VISTA

ArXiv: https://arxiv.org/abs/2507.01125.

Repository for VISTA, including Real-Time Semantic Gaussian Splatting, voxel grid generation, and semantic exploration & planning, presented in our paper. This repository includes scripts and ROS2 nodes required for running quadrotor experiments.

Requirements

A Linux machine (tested with Ubuntu 22.04)
- This should also have a CUDA capable GPU, and fairly strong CPU.
ROS2 Humble installed on your Linux machine
A camera that is compatible with ROS2 Humble
Some means by which to estimate pose of the camera (SLAM, motion capture system, etc)

Organization

This codebase uses git submodules to reference three different code bases:

Semantic-SplatBridge: Performs Real-Time 3D Gaussian Splatting given ROS streams of camera image and pose data.
VISTA-Map: Generates voxel grid environment with RGB, semantic, and epistemic uncertainty information from pointclouds.
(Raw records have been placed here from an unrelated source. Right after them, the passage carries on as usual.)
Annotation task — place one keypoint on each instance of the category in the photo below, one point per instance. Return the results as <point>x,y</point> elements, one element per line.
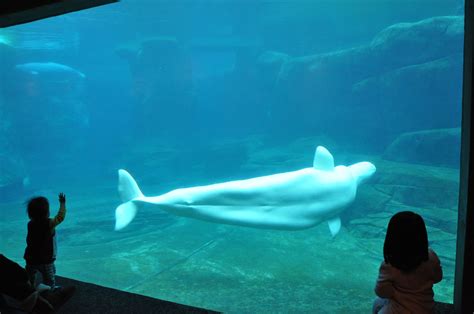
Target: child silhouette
<point>409,270</point>
<point>40,252</point>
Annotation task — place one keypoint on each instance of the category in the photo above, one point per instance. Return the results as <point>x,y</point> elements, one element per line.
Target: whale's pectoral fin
<point>323,159</point>
<point>334,225</point>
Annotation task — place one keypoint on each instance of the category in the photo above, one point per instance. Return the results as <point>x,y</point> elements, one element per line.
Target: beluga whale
<point>293,200</point>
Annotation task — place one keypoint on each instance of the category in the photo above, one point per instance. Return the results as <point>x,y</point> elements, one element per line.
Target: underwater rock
<point>433,147</point>
<point>403,44</point>
<point>162,86</point>
<point>416,97</point>
<point>13,176</point>
<point>48,112</point>
<point>419,62</point>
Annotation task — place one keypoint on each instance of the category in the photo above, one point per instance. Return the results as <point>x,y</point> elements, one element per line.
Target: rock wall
<point>408,78</point>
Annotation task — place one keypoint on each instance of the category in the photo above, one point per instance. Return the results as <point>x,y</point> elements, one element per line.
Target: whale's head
<point>362,171</point>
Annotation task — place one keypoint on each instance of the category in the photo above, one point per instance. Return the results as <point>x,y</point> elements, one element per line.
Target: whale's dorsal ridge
<point>323,159</point>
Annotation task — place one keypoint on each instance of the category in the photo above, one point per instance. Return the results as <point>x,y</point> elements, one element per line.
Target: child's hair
<point>406,242</point>
<point>38,208</point>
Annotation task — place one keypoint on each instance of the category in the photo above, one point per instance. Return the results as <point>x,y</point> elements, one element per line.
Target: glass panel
<point>191,93</point>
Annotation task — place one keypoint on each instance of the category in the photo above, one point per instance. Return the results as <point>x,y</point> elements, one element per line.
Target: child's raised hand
<point>62,198</point>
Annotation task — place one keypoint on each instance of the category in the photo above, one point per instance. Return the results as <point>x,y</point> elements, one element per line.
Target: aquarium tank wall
<point>192,93</point>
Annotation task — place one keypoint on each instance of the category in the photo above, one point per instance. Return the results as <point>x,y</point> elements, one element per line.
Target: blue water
<point>186,93</point>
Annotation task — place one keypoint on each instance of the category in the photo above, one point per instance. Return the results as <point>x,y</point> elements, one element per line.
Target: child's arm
<point>437,270</point>
<point>384,287</point>
<point>61,213</point>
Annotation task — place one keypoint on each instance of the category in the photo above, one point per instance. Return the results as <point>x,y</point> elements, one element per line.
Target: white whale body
<point>285,201</point>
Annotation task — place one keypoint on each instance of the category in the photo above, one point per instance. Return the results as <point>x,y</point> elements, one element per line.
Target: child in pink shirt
<point>409,270</point>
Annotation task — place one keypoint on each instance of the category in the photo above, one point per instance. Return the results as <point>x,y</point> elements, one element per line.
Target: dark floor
<point>90,298</point>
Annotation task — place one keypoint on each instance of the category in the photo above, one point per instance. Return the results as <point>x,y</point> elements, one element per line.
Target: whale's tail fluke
<point>129,191</point>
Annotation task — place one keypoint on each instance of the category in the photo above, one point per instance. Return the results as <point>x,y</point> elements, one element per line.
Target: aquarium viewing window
<point>339,114</point>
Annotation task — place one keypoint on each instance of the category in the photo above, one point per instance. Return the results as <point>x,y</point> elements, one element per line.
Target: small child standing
<point>409,270</point>
<point>40,252</point>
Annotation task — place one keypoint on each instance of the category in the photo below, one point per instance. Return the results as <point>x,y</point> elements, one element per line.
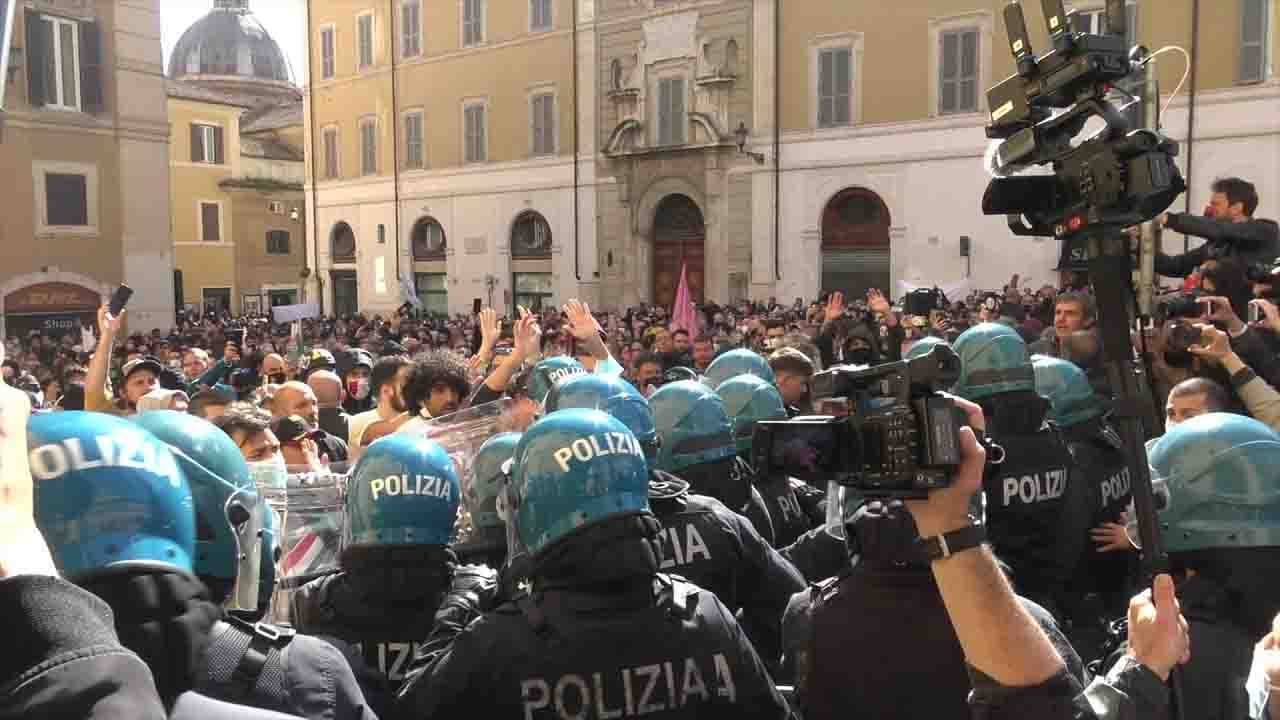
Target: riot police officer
<point>247,661</point>
<point>1098,452</point>
<point>115,507</point>
<point>702,541</point>
<point>696,443</point>
<point>487,543</point>
<point>600,630</point>
<point>1036,500</point>
<point>1221,529</point>
<point>739,361</point>
<point>402,500</point>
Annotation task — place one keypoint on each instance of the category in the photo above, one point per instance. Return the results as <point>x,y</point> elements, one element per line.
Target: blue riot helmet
<point>108,495</point>
<point>1070,396</point>
<point>993,360</point>
<point>924,345</point>
<point>612,395</point>
<point>1223,488</point>
<point>693,425</point>
<point>403,491</point>
<point>228,520</point>
<point>572,469</point>
<point>487,479</point>
<point>551,372</point>
<point>737,363</point>
<point>749,400</point>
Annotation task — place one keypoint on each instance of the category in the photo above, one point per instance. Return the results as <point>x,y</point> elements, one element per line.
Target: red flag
<point>684,314</point>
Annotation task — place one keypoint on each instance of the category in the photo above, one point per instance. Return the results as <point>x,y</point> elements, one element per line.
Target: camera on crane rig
<point>1115,178</point>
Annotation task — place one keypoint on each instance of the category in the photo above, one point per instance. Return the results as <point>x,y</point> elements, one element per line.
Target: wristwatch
<point>940,547</point>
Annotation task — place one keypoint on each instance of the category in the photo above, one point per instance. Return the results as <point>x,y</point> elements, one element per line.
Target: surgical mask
<point>359,388</point>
Uses Voxel Traversal mechanism to differentiate between unobserved, observed-free, and observed-occupied space.
VISTA-Plan: Proposes plans in voxel grid environment by prioritizing frontier voxels and highly semantically similar regions of the environment. Proposed plans are sampled from a Gaussian Mixture Model and then scored to choose the best trajectory that has high information gain with high semantic similarity.

Installation

Each of these submodules have their own instructions for how to use them independently in case you want to use only a part of our pipeline. If you want to replicate the full pipeline, follow these instructions.
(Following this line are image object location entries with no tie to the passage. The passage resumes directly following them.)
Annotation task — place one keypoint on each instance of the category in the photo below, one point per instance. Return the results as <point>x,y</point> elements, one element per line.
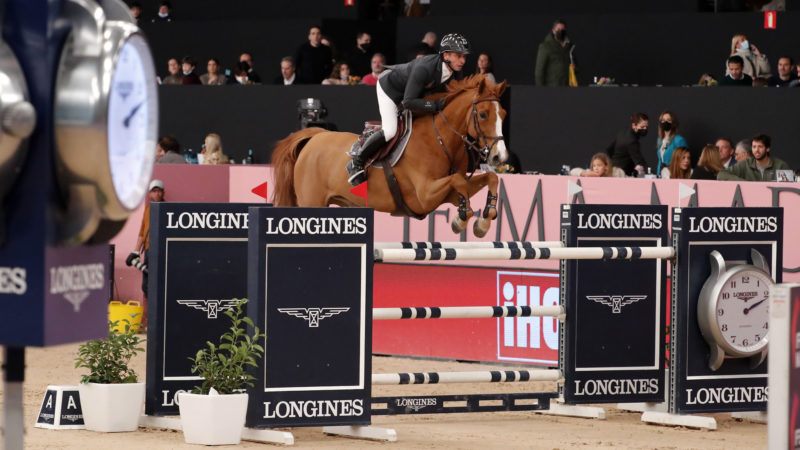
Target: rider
<point>407,84</point>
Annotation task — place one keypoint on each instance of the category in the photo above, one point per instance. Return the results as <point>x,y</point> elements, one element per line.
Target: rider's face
<point>456,60</point>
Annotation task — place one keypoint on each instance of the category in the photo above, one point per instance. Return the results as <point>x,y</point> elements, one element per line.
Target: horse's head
<point>479,99</point>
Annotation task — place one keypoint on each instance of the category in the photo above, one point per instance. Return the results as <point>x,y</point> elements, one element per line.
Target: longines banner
<point>198,270</point>
<point>614,333</point>
<point>721,309</point>
<point>310,281</point>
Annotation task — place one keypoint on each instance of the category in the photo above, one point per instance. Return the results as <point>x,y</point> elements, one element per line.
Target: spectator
<point>485,66</point>
<point>241,73</point>
<point>313,61</point>
<point>212,150</point>
<point>625,151</point>
<point>288,75</point>
<point>136,12</point>
<point>164,13</point>
<point>340,76</point>
<point>360,56</point>
<point>726,158</point>
<point>761,167</point>
<point>754,63</point>
<point>709,164</point>
<point>553,58</point>
<point>735,76</point>
<point>168,151</point>
<point>188,65</point>
<point>668,139</point>
<point>599,166</point>
<point>680,167</point>
<point>213,77</point>
<point>378,66</point>
<point>742,151</point>
<point>251,74</point>
<point>175,76</point>
<point>785,73</point>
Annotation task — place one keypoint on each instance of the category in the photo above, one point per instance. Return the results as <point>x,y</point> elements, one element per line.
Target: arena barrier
<point>313,291</point>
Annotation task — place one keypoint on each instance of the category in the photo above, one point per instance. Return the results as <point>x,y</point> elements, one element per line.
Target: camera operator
<point>142,248</point>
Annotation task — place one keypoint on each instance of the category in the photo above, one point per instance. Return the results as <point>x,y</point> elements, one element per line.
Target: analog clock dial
<point>742,310</point>
<point>132,121</point>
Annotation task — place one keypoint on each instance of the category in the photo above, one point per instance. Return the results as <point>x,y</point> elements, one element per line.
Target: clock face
<point>743,310</point>
<point>132,122</point>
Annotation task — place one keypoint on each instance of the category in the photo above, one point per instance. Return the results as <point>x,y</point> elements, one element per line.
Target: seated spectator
<point>213,77</point>
<point>136,12</point>
<point>742,151</point>
<point>709,164</point>
<point>189,73</point>
<point>785,74</point>
<point>725,153</point>
<point>754,63</point>
<point>625,151</point>
<point>288,74</point>
<point>378,66</point>
<point>735,76</point>
<point>668,139</point>
<point>313,61</point>
<point>485,66</point>
<point>681,165</point>
<point>175,76</point>
<point>168,151</point>
<point>241,73</point>
<point>761,167</point>
<point>212,151</point>
<point>251,74</point>
<point>164,13</point>
<point>360,56</point>
<point>599,166</point>
<point>340,76</point>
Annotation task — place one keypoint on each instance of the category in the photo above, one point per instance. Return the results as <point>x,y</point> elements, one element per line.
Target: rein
<point>469,142</point>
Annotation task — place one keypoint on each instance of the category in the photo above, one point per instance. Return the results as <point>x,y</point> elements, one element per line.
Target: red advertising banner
<point>526,340</point>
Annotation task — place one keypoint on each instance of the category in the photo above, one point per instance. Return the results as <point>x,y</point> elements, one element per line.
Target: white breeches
<point>388,114</point>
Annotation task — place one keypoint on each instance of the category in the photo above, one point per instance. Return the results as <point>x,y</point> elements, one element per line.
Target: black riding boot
<point>355,167</point>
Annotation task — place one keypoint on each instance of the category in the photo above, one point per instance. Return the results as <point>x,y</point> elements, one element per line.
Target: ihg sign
<point>527,339</point>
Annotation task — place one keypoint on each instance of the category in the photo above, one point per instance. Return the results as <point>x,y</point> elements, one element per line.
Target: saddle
<point>390,153</point>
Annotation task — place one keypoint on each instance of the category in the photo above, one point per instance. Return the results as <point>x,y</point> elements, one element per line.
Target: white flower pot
<point>111,407</point>
<point>212,419</point>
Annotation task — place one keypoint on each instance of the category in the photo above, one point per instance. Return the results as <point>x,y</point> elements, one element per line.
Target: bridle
<point>489,141</point>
Install ROS2 Humble using the installation guide. After installing ROS2 we recommend adding source /opt/ros/humble/setup.bash to your bashrc file. Otherwise, this command needs to be run in each terminal before running any ros2 commands.
Install Miniconda (or Anaconda) using the installation guide.
Create a conda environment for VISTA. Take note of the optional procedure for completely isolating the conda environment from your machine's base python site packages. For more details see this StackOverflow post and PEP-0370.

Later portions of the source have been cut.